Property industry lobby groups and community housing providers alike have welcomed commitments by the Australian Labor Party to boost home ownership and housing supply if it wins office.

At its election platform launch in Western Australia last week, Opposition Labor Leader Anthony Albanese announced that an elected Labor Government would:

  • Establish a Help to Buy scheme through which Labor would provide equity contributions of up to 40 percent of the purchase price of a new home and 30 percent of an existing home.
  • Establish a National Housing Supply and Affordability Council through which the Commonwealth would take a lead role in boosting housing supply and affordability along with development of a national plan for housing affordability and supply.

The Help to Buy scheme will be available to around 10,000 applicants each year.

To be eligible, households will need a taxable income of less than $90,000 for an individual or less than $120,000 for a couple.

They will also need to have a deposit of 2 per cent and qualify for a standard home loan with a participating lender to finance the remainder of the purchase.

The scheme will enable households to obtain mortgages with as little as two percent deposit.

It will also enable them to have a reduced loan balance and thus to save money on interest and repayments (see table)

Participating buyers will make further savings as they will not need to pay banks’ mortgage insurance which is typically charged on loans of less than 20 percent.

This could result in further savings of up to $30,000, Labor claims.

Participating home buyers will not need to pay rent on the stake owned by the Commonwealth. However, the Commonwealth will recover its equity along with its share of any capital gain when the house is sold.

(source: Australian Labor Party)

Meanwhile, the new National Housing Supply and Affordability Council will play a leadership role in increasing housing supply and affordability and will be advised by experts including from the finance, economics, urban development, residential construction, urban planning and social housing sectors.

Whilst responsibility for land and planning will remain with the states, the Council will work with state and territories to set targets for land supply and make public nationally consistent data on housing supply, demand and affordability.

The Council will also have a key role in developing a plan for housing and homelessness.

Housing industry lobby groups and community housing providers welcomed the announcements.

Housing Industry Association managing director Graham Wolfe says the policies announced will help to address critical needs to make housing supply a national priority, unlock new land supply and support new housing and home ownership.

“Today’s announcements by the Australian Labor Party recognise that Home Ownership Matters for so many Australians,” he said.

Housing sector providers say the initiatives will help to address challenges with both home ownership and rental affordability.

“We know that shared equity purchase initiatives to facilitate lower income households into home ownership work,” said Emma Greenhalgh, Chief Executive Officer of National Shelter.

“The West Australian government has been successfully running just such a scheme for over a decade.
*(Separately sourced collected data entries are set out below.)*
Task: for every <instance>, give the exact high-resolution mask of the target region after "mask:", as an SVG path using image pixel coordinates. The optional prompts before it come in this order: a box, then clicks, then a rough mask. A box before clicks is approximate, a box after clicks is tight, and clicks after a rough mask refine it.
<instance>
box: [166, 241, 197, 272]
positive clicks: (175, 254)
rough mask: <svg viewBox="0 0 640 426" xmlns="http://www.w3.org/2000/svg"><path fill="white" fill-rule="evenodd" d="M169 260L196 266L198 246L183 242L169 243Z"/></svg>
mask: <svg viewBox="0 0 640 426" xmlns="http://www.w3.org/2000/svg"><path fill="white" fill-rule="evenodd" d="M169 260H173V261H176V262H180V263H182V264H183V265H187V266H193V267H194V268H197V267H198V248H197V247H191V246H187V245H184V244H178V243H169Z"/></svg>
A welcome aspect of this approach is its potential attractiveness for people looking to re-enter home ownership as well as for potential first home buyers. This is critical, particularly for older women, facing housing challenges following a family separation when there had been joint ownership’.

“But we know that cost of living pressures has been hitting renters particularly hard. Just in the past week we have seen yet another report highlighting just how tough renting is for many Australians. Anglicare’s nationwide survey of nearly 46,000 homes advertised for rent found the grand total of 720 (less than 2%) that were affordable to a single person on the minimum wage. So, the ALP commitment to develop a National Housing and Homelessness Plan provides a real opportunity to build our way out of this crisis.

‘National Shelter and CHIA have been calling for a national housing strategy for years. It needs to bring together the interconnected elements that make up the housing system to design one that responds to the housing needs of all Australians’.

Wendy Hayhurst, Chief Executive Officer of Community Housing Industry Association (CHIA), agrees.

“The plan, the proposed supply and affordability council and the national housing agency – Housing Australia – aren’t made for a media sound bite. But together they provide the necessary ingredients to move us towards solving housing unaffordability – good quality information, a forum to bring partners together, and all under national leadership” Hayhurst said.

“There is a lot to do, we know that social housing has reduced to less than one in twenty homes across Australia. That’s because public and community housing has grown by only 4% over the past 25 years while our population has increased by 30%. Only 1-2% of housing built each year is social and affordable housing – far short of the 16% we managed in 1950s and 1960s. Without a long-term national strategy, we’re going to keep going backwards.”

But the policy was rejected by Prime Minister Scott Morrison.

“Labor has a plan where they want the government to own your home,” Morrison said while campaigning in the marginal seat of Corangamite in Victoria, as reported in Sky News.

“It’s not only that, you are last in line when it comes to your home. The bank has the first call over it. The Government has the second call over it, and you come last when it comes to your own home.

“When you design these policies you need to understand the housing market and you need to understand the economy, and you need to understand the banking and financial system.”